Debenedetti has made numerous contributions to fundamental understanding of the microscopic structure of supercritical fluids, the theory of nucleation, the theory of hydrophobicity, the glass transition, protein thermodynamics, and the structure and thermodynamics of supercooled water. Using advanced sampling techniques, his group demonstrated computationally the existence of a metastable liquid-liquid phase transition in a molecular model of water. His work has been cited more than 46,000 times.

He served as the chair of the department of chemical engineering from 1996 to 2004 and was the vice dean of the school of engineering and applied science from 2008 to 2013. He was appointed Princeton's Dean for Research in 2013 and served in this role through August, 2023.

== Awards and honors ==
Debenedetti has received numerous awards and honors.
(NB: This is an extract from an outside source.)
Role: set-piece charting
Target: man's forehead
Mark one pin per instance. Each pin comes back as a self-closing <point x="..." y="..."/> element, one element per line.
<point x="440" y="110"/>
- Presidential Young Investigator, National Science Foundation, 1987
- Teacher-Scholar Award, Camille and Henry Dreyfus Foundation, 1989
- Guggenheim Fellow, John Simon Guggenheim Memorial Foundation, 1991
- Best Professional/Scholarly Book in Chemistry, Metastable Liquids, Association of American Publishers, 1997
- Professional Progress Award, American Institute of Chemical Engineers, 1997
- Elected to the National Academy of Engineering, 2000
- John M. Prausnitz Award in Applied Chemical Thermodynamics, 2001
- Joel Henry Hildebrand Award in the Theoretical and Experimental Chemistry of Liquids, American Chemical Society, 2008
- Elected to the American Academy of Arts and Sciences, 2008
- Distinguished Teacher Award, School of Engineering and Applied Science, Princeton University, 2008
- President's Award for Distinguished Teaching, Princeton University, 2008
- William H. Walker Award, American Institute of Chemical Engineers, 2008
- American Association for the Advancement of Science, Fellow, 2011
- Elected to the National Academy of Sciences, 2012
- Fellow, American Institute of Chemical Engineers, 2013
- Institute Lecturer, American Institute of Chemical Engineers, 2013
- Benjamin Garver Lamme Award, American Society for Engineering Education, 2014
- Fellow, American Physical Society, 2015
- Phi Beta Kappa Teaching Award, Princeton University, 2016
- Guggenheim Medal, Institution of Chemical Engineers, 2017
- Alpha Chi Sigma Award, American Institute of Chemical Engineers, 2019
- Aneesur Rahman Prize for Computational Physics, American Physical Society, 2023.

In 2008, he was named one of the 100 chemical engineers of the modern era by the American Institute of Chemical Engineers (AIChE) Centennial Celebration Committee.

== Selected publications ==

- P.G. Debenedetti, Metastable Liquids. Concepts and Principles. Princeton (1996)
- S. Sastry, P.G. Debenedetti, F. Sciortino and H.E. Stanley, "Singularity-free interpretation of the thermodynamics of supercooled water." Phys. Rev. E, 53, 6144 (1996).
- S. Sastry, P.G. Debenedetti and F.H. Stillinger, "Signatures of distinct dynamical regimes in the energy landscape of a glass-forming liquid." Nature, 393, 554 (1998).
- J.R. Errington and P.G. Debenedetti, "Relationship between structural order and the anomalies of liquid water." Nature, 409, 318 (2001).
- P.G. Debenedetti and F.H. Stillinger, "Supercooled liquids and the glass transition." Nature, 410, 259 (2001).
- J.C. Palmer, F. Martelli, Y. Liu, R. Car, A.Z. Panagiotopoulos and P.G. Debenedetti, "Metastable liquid-liquid transition in a molecular model of water." Nature, 510, 385 (2014).
- A. Haji-Akbari and P.G. Debenedetti, "Direct calculation of ice homogeneous nucleation rate for a molecular model of water." PNAS, 112, 10582 (2015).
- P.G. Debenedetti, F. Sciortino and G.H. Zerze, "Second critical point in two realistic models of water." Science, 369, 289 (2020).
- P.M. Piaggi, J. Weis, A.Z. Panagiotopoulos, P.G. Debenedetti and R. Car, "Homogeneous ice nucleation in an ab-initio machine-learning model of water." PNAS, 119, e2207294119 (2022).